さらに花京院からポルナレフへの返しもあるからますます長いし、なんだか間延びしまくるこのシーン。3人しかいなかったからこその名場面なことがよくわかりますね~…「イギー!アヴドゥル!終わったよ……」もなんか物足りないしな~…
花京院の家族関係の変化
それはさておき気になるのは帰国後の話です。家出のような形でエジプトに旅立ったらしい花京院。さぞ両親も心配しているかと思われますが、帰ってきたら友達を作ってくるわ、その爺ちゃんは不動産王だわ、SPW財団をバックにつけてくるわ…アンタ騙されてない?と別の意味で不安になりそうです。でも嬉しいよね、息子が友達を連れて帰ってくるんだもの。
両親は恐らくスタンド使いではなく、花京院は自分の能力、孤独を選ぶ理由を説明しづらい部分があったのではないでしょうか。でも承太郎たちがいる今、スタンドの存在を証明できるはず。友人を作らなかった理由もこれを機に説明したとすれば、両親の息子に対する理解や、家族間の絆も深まるのかもしれません。
ただもし花京院が両親とホリィを比較したとすれば…承太郎が警察沙汰になろうが、花京院を抱えてこようが、余計な口出しを一切しなかったホリィ。その時の心境についてこのように描かれていました。
荒木飛呂彦(1989年)『ジョジョの奇妙な冒険』13巻 集英社(115頁)
心配はするものの優しい性格と信じているそうな。血だらけでやってきた見知らぬ人間を布団で寝かして世話できたのも、承太郎への絶対的な信頼があるためですが、そんなホリィの姿勢を見たからこそ、両親には自分のことも心配だけではなく、口数少なくとももっと信頼して欲しい、なんてちょっとした不満が生まれたりして…
いずれにせよ旅により家族関係に変化が生まれそうな花京院。どんな描写がされたのか、ちょっと見たかったよな~…
2. 4部で花京院が杜王町にやってきたら
次に4部についてです。

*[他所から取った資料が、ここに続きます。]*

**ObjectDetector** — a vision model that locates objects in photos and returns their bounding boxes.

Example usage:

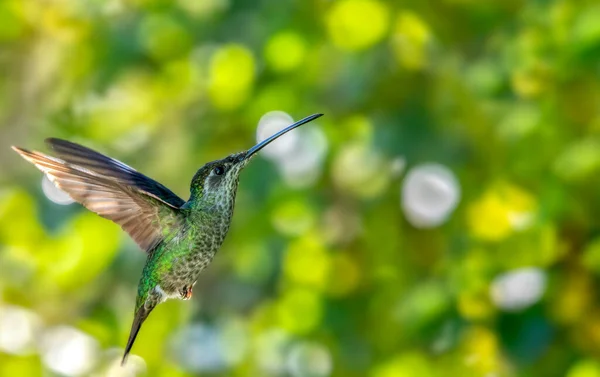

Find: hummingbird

[12,114,323,365]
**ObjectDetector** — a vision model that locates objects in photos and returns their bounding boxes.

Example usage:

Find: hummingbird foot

[180,285,194,300]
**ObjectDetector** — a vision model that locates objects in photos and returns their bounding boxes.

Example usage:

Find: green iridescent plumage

[13,114,322,362]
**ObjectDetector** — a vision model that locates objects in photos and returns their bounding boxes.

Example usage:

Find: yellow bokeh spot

[566,360,600,377]
[0,188,45,253]
[139,14,193,60]
[284,234,331,289]
[327,0,389,51]
[264,31,306,72]
[458,291,495,320]
[467,184,536,241]
[271,200,316,236]
[277,289,323,334]
[44,212,121,289]
[83,71,161,142]
[0,0,27,41]
[392,11,431,70]
[327,254,361,297]
[462,327,502,376]
[371,352,433,377]
[208,44,255,110]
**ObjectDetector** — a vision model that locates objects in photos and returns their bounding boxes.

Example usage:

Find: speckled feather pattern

[136,155,247,310]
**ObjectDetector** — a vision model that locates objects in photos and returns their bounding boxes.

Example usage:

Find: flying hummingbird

[12,114,323,364]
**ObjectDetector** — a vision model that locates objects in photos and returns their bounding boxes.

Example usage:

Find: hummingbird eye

[213,166,225,175]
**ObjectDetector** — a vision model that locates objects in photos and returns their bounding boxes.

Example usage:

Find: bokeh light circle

[402,164,460,228]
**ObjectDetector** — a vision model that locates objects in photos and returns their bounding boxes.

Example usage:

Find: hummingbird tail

[121,305,154,366]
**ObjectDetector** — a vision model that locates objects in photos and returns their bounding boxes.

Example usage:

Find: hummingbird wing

[13,139,185,251]
[46,138,185,208]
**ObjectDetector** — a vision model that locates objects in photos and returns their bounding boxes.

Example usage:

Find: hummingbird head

[190,114,323,208]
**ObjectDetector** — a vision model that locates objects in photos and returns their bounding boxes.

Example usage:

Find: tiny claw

[181,285,193,300]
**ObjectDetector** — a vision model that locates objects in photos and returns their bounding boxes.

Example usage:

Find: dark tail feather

[121,306,153,366]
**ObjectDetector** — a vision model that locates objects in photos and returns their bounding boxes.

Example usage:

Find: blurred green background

[0,0,600,377]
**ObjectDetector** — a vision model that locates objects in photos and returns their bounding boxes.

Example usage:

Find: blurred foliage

[0,0,600,377]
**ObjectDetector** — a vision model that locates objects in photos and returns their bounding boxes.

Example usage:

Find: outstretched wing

[13,139,185,251]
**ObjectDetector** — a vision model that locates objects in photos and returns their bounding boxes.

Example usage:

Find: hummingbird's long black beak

[243,114,323,160]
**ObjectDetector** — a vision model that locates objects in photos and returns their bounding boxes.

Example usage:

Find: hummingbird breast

[156,203,231,296]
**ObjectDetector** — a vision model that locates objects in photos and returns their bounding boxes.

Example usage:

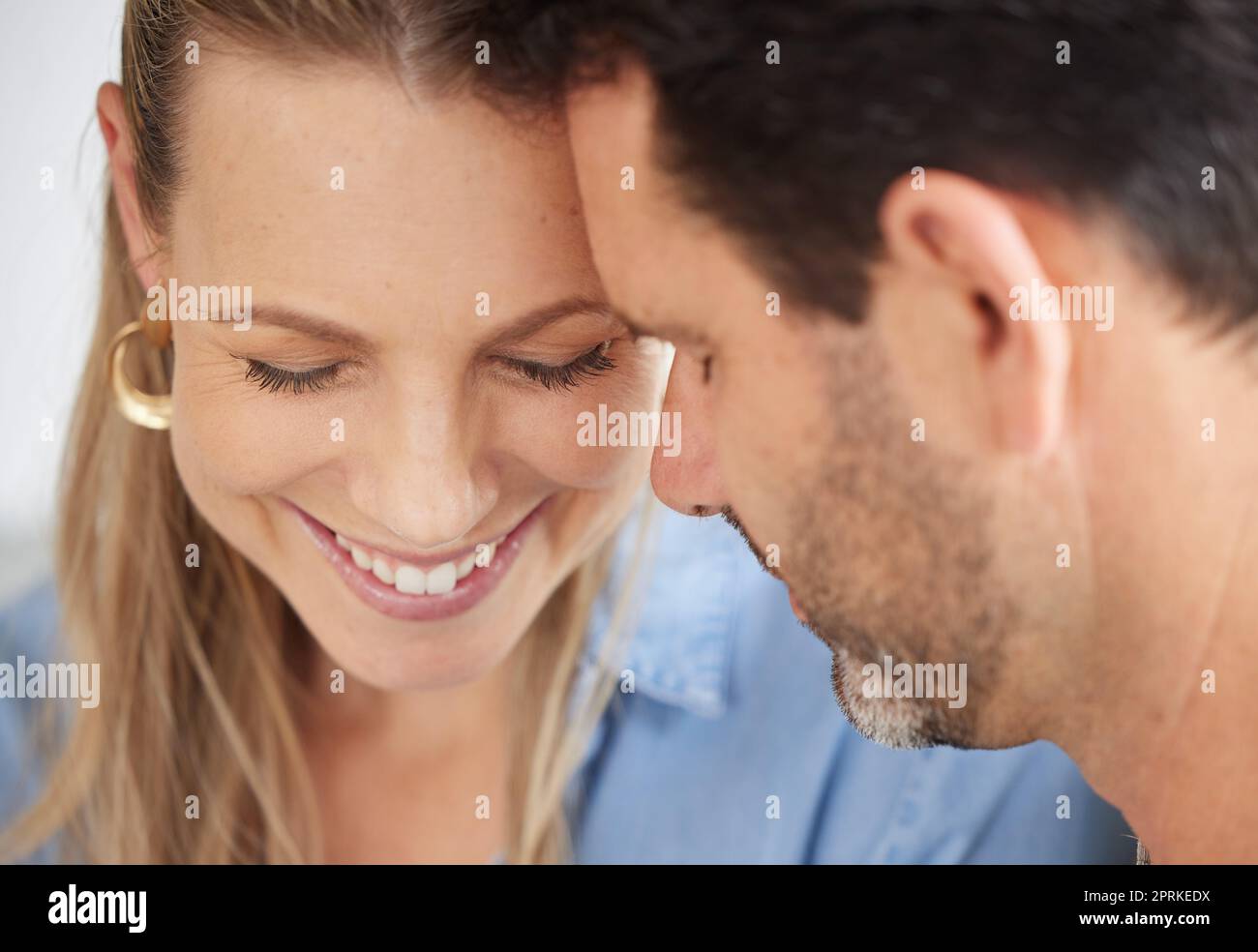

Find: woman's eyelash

[237,357,341,394]
[506,341,616,393]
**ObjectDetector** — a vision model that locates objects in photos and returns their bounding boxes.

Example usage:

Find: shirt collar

[584,502,741,718]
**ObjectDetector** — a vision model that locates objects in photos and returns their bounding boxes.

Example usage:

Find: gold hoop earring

[105,319,171,431]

3部では転校生としてやってきた花京院ですが、康一くんと似た制服のところを見るに、杜王町出身でぶどうヶ丘高校に通っていた可能性がありそうですよね~…杜王町が舞台の4部と8部では仙台市の地名が由来のキャラクターが数多く登場しましたが、花京院も実在する町名だし…
もし本当に杜王町出身なら、鈴美ちゃんが殺害された事件を知っていたのかもしれません。前情報を持っている上に土地勘もあるとくれば、吉良事件の捜査には逸材になりそうなんだよな~!
そして追跡から逃れるために見た目を川尻浩作に変えた吉良ですが、これも花京院がいれば即見破れる展開もあり得そうです。恋人戦ではハイエロファントグリーンを使って本物のスタンドを見つけ出していたもんね~!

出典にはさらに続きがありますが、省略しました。